Selon cette définition, le concret est donc ce qui est immédiatement perçu. C’est dit
et répété.
Eh bien j’affirme qu’au moins en ce qui concerne l’action collective organisée, la
proposition doit être inversée pour rendre compte de la réalité.
L’immédiatement perceptible, la structure donc pour revenir à notre discussion,
mais aussi les règles, les procédures, les processus constituent la partie abstraite mais
par contre émergée de l’iceberg.
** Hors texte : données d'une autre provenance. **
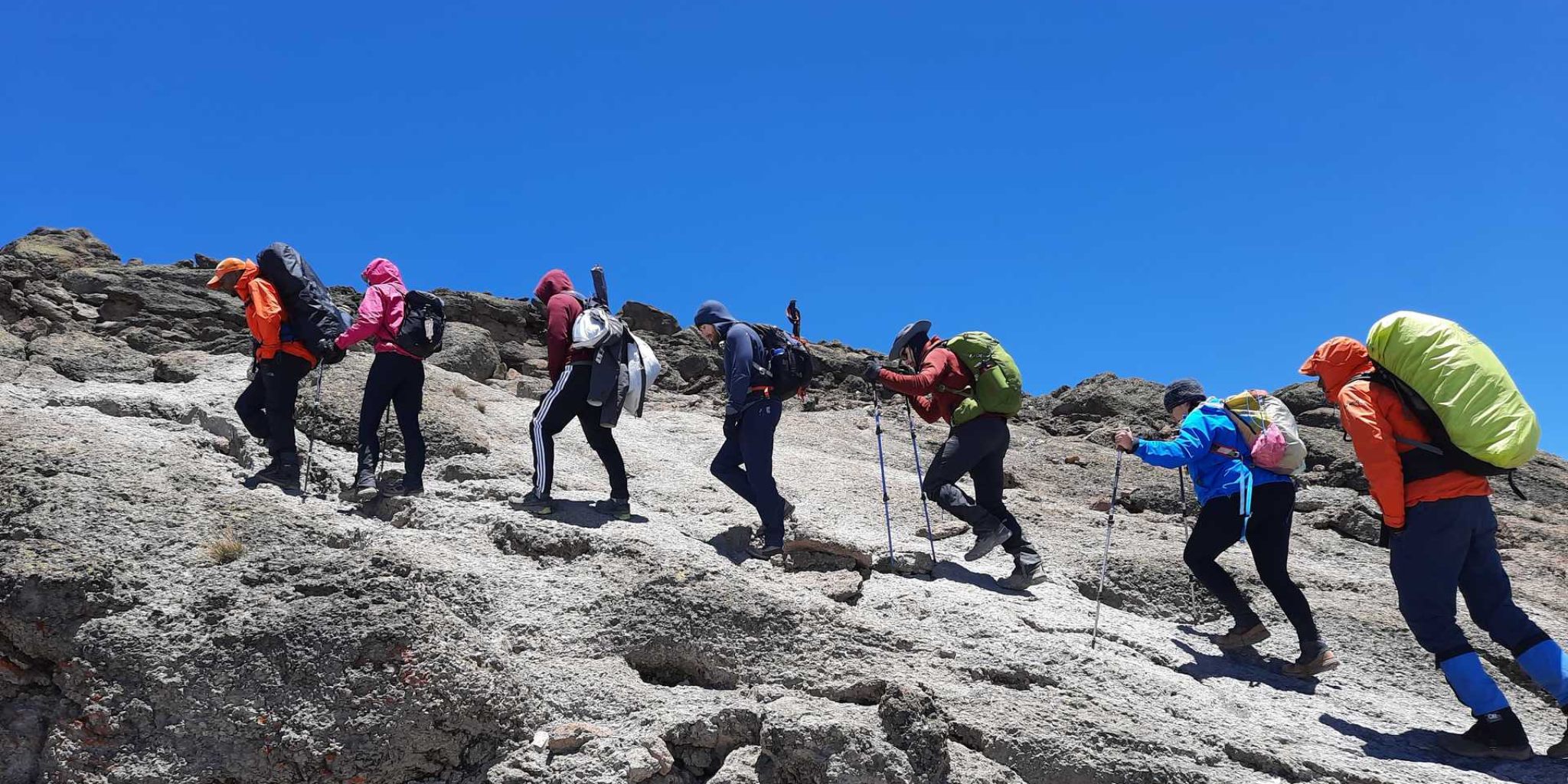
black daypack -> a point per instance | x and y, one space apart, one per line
423 323
789 361
311 315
Passer du constat de cette « émergence » à la notion
de concret est un saut très hâtif qui relève davantage du sens commun, surtout de la
facilité, que de l’analyse de la vie collective. Pour le dire autrement, et je vais
l’illustrer sans tarder, le concret ce n’est pas ce qui est visible, c’est ce qui ne l’est pas,
ou, pour se permettre un clin d’œil, ce n’est pas le droit mais la sociologie. Le droit
nous dit ce qui devrait être, la sociologie nous permet de comprendre ce qui est.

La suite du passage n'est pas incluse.